The garage to the east (on the same legal lots) was developed in 1922 by T. Natahara, built by J B Arthur at a cost of $7,000. Although the 1921 census didn’t seem to find him (or mis-spelled his name) Toshiro Natahara was in Vancouver, living on Alexander Street with his wife Kikie. In 1919 their recently born daughter died soon after her birth. One reason he seems to have produced few records is that more directory entries spell his name as Natsuhara, although the census didn’t spot him with that spelling either.

Between at least 1918 and 1920 T. Natsuhara had a general store a block to the east of here, and K. Natsuhara worked as a clerk. Klyojiro Natsuhara first appears in the 1917 directory; working as a millman. T. Natsuhara is first here in 1918, when he acquired a Maxwell automobile, and in 1923 he was shown managing the Safety Garage, (although just in that year he also managed to have another entry as T. Natahara.)

The corner building was repaired in 1912, when S Ogasa was listed as the owner – although the street directory and the census says he was S Okada, and he was a general merchant, born in Japan and living at the same address with his wife and two sons. There was no building here in 1903, although there were three houses where the garage was later developed.

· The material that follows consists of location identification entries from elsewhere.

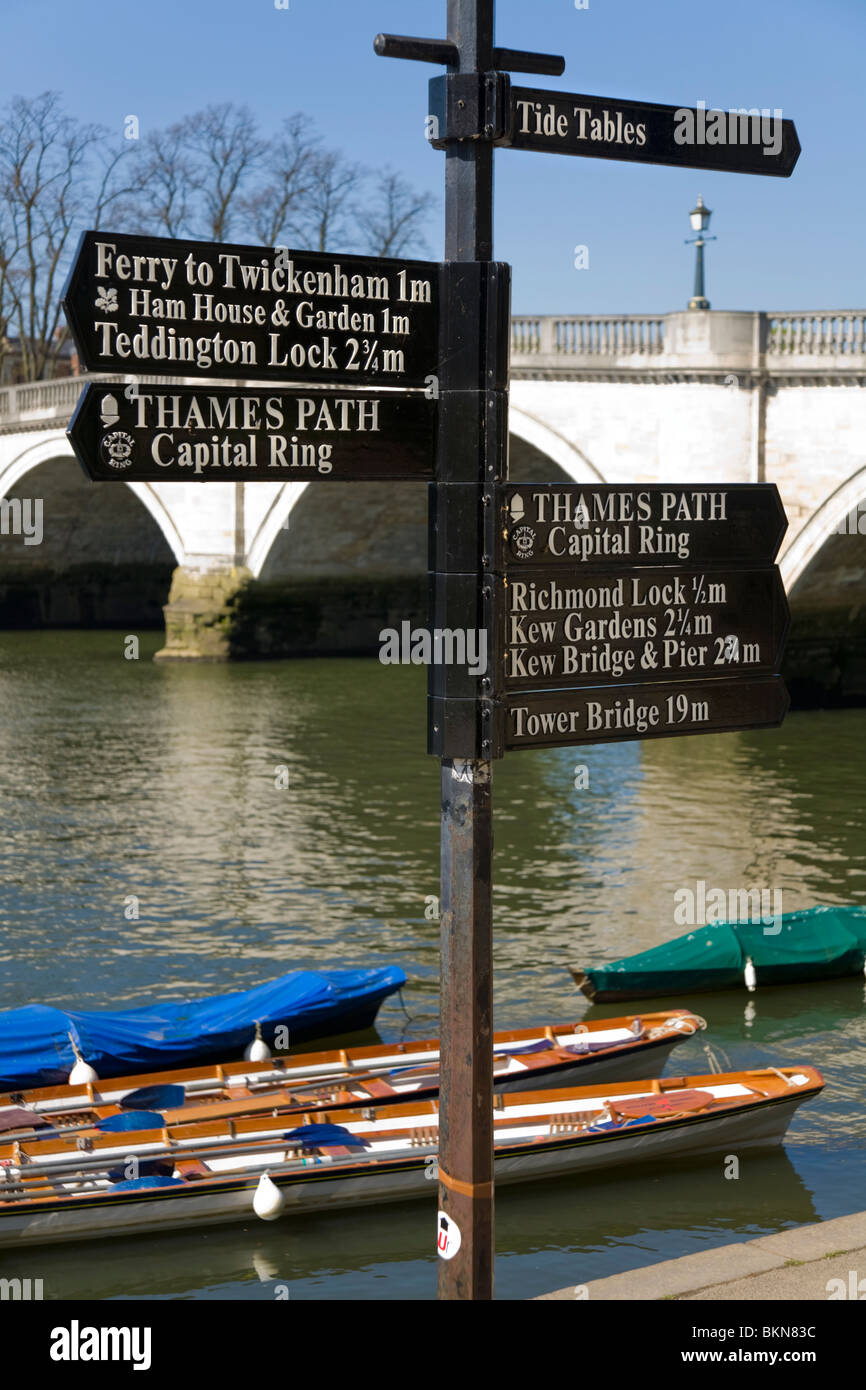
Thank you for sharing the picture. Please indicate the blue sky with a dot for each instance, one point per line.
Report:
(783, 243)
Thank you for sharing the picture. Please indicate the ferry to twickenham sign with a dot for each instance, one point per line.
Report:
(160, 306)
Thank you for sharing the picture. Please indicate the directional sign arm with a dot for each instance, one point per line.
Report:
(737, 141)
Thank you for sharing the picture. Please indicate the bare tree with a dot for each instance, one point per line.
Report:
(56, 175)
(163, 182)
(225, 150)
(392, 218)
(330, 200)
(274, 210)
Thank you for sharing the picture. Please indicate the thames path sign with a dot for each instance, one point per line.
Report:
(578, 526)
(154, 306)
(143, 432)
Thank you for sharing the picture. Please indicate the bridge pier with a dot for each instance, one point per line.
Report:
(200, 613)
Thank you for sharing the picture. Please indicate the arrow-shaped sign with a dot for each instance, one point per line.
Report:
(616, 713)
(156, 306)
(143, 432)
(602, 527)
(740, 141)
(638, 627)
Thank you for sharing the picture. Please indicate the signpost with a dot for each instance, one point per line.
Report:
(609, 715)
(473, 109)
(635, 626)
(260, 313)
(570, 524)
(610, 610)
(644, 132)
(196, 434)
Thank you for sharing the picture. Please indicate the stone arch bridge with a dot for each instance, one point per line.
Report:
(271, 567)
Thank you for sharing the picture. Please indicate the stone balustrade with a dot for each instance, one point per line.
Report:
(820, 344)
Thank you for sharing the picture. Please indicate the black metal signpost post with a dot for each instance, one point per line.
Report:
(473, 110)
(610, 612)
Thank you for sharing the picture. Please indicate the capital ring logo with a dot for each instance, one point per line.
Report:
(116, 449)
(523, 540)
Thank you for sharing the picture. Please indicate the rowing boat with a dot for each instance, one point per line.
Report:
(570, 1054)
(798, 948)
(41, 1045)
(223, 1171)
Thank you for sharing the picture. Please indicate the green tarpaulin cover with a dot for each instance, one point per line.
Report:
(813, 944)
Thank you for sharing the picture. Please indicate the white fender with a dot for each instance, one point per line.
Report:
(268, 1201)
(82, 1072)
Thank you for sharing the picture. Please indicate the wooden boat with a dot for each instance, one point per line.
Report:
(802, 947)
(41, 1045)
(223, 1171)
(605, 1050)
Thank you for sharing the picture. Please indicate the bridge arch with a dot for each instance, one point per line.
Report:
(521, 423)
(548, 441)
(820, 527)
(56, 445)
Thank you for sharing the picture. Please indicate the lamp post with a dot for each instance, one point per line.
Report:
(699, 218)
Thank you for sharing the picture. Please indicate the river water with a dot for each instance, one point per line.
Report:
(124, 779)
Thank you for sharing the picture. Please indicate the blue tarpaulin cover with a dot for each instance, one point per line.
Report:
(35, 1047)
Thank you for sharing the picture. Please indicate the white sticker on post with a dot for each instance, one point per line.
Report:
(448, 1237)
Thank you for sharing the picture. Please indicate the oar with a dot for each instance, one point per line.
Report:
(95, 1166)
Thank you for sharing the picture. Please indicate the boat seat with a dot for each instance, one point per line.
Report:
(192, 1168)
(377, 1089)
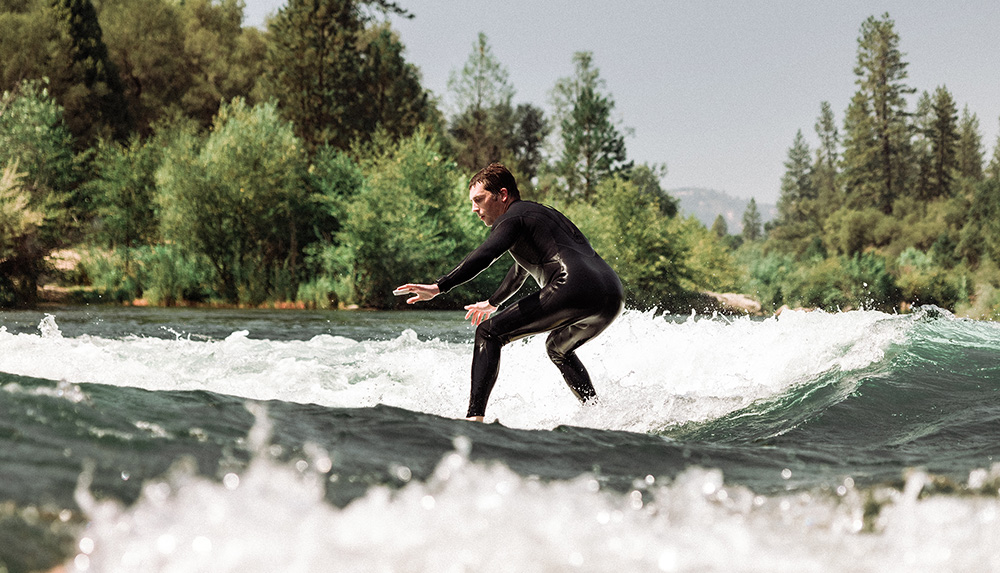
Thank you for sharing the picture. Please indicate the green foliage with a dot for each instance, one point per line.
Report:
(752, 230)
(644, 247)
(765, 274)
(35, 150)
(710, 265)
(483, 123)
(334, 80)
(798, 192)
(877, 143)
(19, 224)
(181, 58)
(124, 189)
(160, 274)
(100, 111)
(234, 199)
(924, 281)
(593, 148)
(402, 224)
(969, 152)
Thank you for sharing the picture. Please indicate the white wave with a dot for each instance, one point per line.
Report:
(485, 518)
(650, 371)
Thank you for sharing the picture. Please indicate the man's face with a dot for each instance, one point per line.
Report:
(486, 205)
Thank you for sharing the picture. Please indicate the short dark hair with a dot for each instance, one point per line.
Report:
(495, 177)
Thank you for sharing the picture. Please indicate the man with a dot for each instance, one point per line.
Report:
(580, 294)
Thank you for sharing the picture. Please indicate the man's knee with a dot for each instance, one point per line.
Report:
(558, 354)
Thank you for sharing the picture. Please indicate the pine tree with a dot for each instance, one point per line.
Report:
(320, 70)
(103, 110)
(719, 227)
(969, 156)
(752, 227)
(592, 146)
(483, 122)
(993, 169)
(798, 194)
(825, 172)
(943, 137)
(877, 143)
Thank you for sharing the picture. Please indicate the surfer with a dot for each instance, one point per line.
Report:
(580, 293)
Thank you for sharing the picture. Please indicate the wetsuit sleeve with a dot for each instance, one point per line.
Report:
(511, 284)
(501, 238)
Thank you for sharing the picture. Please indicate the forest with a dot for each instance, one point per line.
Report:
(159, 152)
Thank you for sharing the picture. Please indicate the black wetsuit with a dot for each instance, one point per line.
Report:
(580, 295)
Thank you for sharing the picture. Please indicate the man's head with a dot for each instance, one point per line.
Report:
(491, 191)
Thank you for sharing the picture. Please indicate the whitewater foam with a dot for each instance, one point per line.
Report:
(650, 371)
(477, 517)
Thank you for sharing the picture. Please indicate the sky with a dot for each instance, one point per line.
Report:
(715, 90)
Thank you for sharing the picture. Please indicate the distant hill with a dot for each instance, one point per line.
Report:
(707, 204)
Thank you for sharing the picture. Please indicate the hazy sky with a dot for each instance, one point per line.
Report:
(716, 90)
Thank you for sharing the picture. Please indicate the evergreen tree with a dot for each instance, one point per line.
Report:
(877, 143)
(102, 111)
(825, 172)
(530, 130)
(719, 227)
(318, 56)
(35, 216)
(943, 137)
(798, 193)
(993, 169)
(752, 227)
(483, 124)
(969, 155)
(592, 146)
(392, 86)
(921, 147)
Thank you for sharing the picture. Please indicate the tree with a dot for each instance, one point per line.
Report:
(993, 169)
(36, 152)
(143, 37)
(321, 63)
(921, 148)
(236, 198)
(530, 130)
(410, 196)
(181, 58)
(877, 144)
(483, 123)
(124, 188)
(31, 44)
(101, 110)
(719, 227)
(825, 171)
(392, 86)
(752, 228)
(943, 136)
(647, 179)
(969, 154)
(592, 146)
(798, 194)
(644, 247)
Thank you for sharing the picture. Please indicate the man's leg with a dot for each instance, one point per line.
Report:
(523, 318)
(563, 342)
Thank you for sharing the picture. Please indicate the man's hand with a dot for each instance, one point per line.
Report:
(420, 292)
(479, 312)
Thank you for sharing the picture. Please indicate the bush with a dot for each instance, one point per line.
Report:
(162, 275)
(645, 247)
(237, 200)
(922, 281)
(405, 223)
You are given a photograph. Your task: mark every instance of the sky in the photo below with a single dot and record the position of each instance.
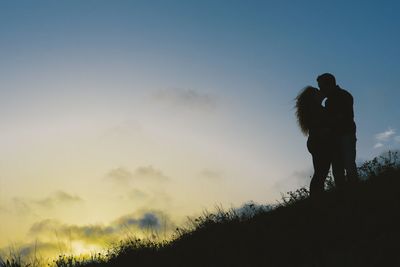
(122, 116)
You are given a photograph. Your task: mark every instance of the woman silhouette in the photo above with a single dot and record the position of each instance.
(314, 123)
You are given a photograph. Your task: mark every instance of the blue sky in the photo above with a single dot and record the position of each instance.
(197, 92)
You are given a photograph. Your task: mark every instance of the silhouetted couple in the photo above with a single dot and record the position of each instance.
(331, 132)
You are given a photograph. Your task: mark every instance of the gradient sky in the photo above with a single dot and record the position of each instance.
(140, 113)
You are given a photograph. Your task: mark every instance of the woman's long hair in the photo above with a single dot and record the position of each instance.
(305, 104)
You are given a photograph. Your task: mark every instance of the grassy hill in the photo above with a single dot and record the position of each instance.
(359, 227)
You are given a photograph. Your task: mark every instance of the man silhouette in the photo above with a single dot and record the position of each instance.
(339, 106)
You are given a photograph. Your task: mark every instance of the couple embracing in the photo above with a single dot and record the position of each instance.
(331, 132)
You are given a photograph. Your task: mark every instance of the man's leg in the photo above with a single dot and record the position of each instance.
(338, 164)
(349, 157)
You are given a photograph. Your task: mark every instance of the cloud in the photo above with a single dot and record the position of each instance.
(211, 174)
(123, 176)
(54, 230)
(136, 194)
(149, 172)
(148, 220)
(59, 197)
(385, 138)
(120, 175)
(378, 145)
(386, 135)
(187, 98)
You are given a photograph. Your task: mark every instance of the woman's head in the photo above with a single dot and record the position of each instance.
(306, 101)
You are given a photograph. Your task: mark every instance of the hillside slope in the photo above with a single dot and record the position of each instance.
(358, 228)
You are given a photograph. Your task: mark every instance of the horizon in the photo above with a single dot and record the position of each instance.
(139, 114)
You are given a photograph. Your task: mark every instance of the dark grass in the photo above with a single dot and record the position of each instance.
(357, 227)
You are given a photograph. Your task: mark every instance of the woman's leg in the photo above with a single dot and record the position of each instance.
(322, 163)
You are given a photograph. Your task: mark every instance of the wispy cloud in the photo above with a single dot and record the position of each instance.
(59, 197)
(378, 145)
(120, 175)
(212, 175)
(385, 137)
(136, 224)
(187, 98)
(149, 172)
(123, 175)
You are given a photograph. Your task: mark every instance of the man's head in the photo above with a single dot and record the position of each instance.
(326, 83)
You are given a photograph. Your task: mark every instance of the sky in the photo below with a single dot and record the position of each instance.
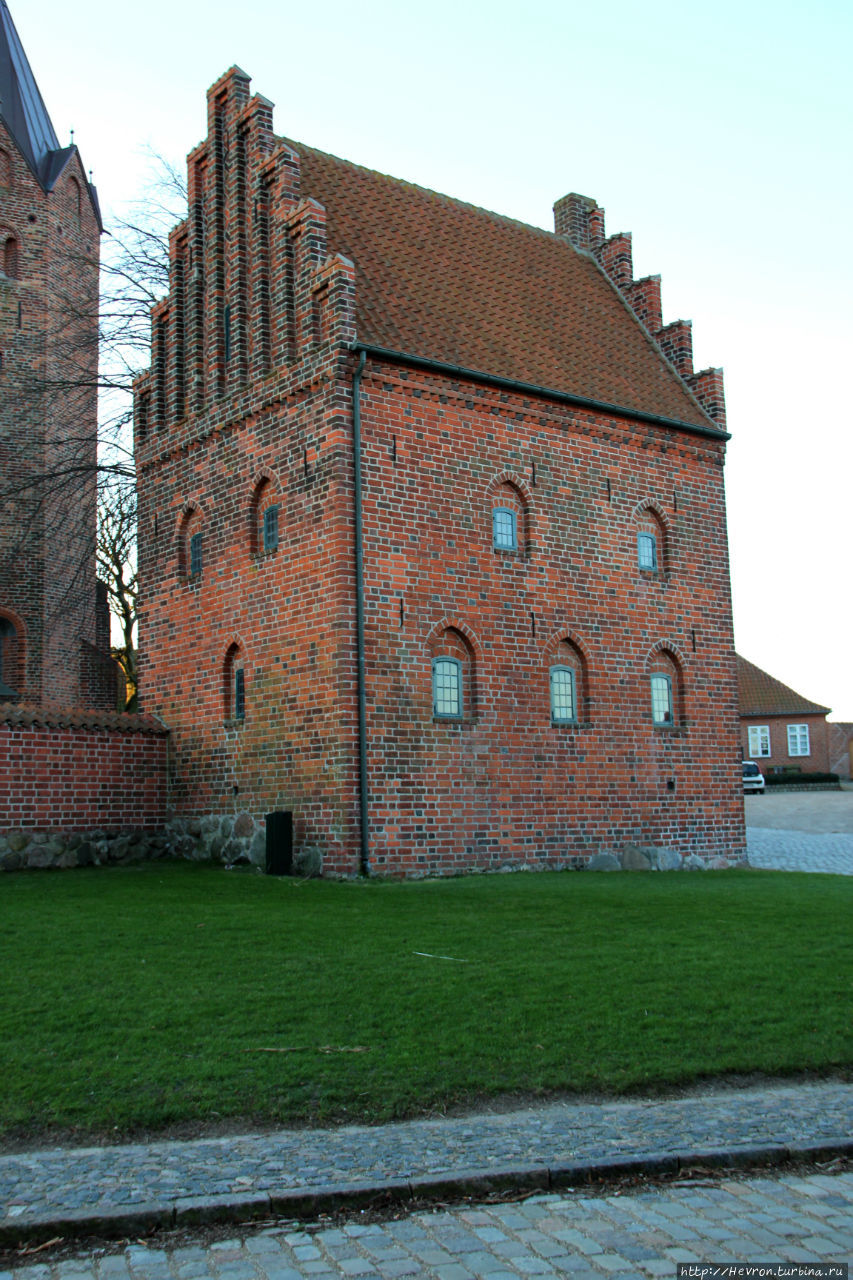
(719, 135)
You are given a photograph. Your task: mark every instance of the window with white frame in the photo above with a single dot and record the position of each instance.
(661, 699)
(505, 529)
(758, 740)
(240, 694)
(447, 689)
(562, 696)
(270, 529)
(195, 556)
(798, 740)
(647, 551)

K Okada’s general store appeared in 1906, and the following year was damaged when The Asiatic Exclusion League  organised a riot, vandalizing Chinatown and Japantown. Later that same year, the Federal Government held an inquiry to look at providing compensation the Asian community, and Mr. Okada was awarded $241 for the damage to his property. Keiji Okada had arrived in Vancouver in 1901, and by 1911 he was aged 43 and living on West 1st Avenue with his wife Hisa (who was 20 years younger) and their 2-year-old son. As well as the store owner he was the manager of Sun Ban, another store, and vice-president of the Japan & Canada Trust & Savings Co Ltd. It’s safe to assume K and S Okada were related, most likely brothers. The store changed hands in tragic circumstances. The Daily World reported “Keiji Okada Manager, of the Sun Ban, Dies by His Own Hand; Shot Himself Twice; No Cause Known.” “One of the best known Japanese in Vancouver, Mr. Keiji Okada, manager of Sun Ban, the Oriental store on Granville street, committed suicide by shooting, early today, his body being found on the mud flats at the foot of Jackson avenue. He leaves a wife and child who are at present on a trip to Japan. According to local Japanese there was no reason for the act and it is believed he took his life while temporarily Insane.”

By the late 1930s through to 1941 when the picture was taken there was a confectionary store on the corner, with three rooms above, one used by a massage practitioner, K Ushijima. A year later the street was almost empty, with the Japanese community forced to leave the coast. Mr. Ushijima’s name still appears in the street directory that year, and Ernie’s Ice Cream (run by E G Jones) had taken over the corner in what must have been a very quiet neighbourhood.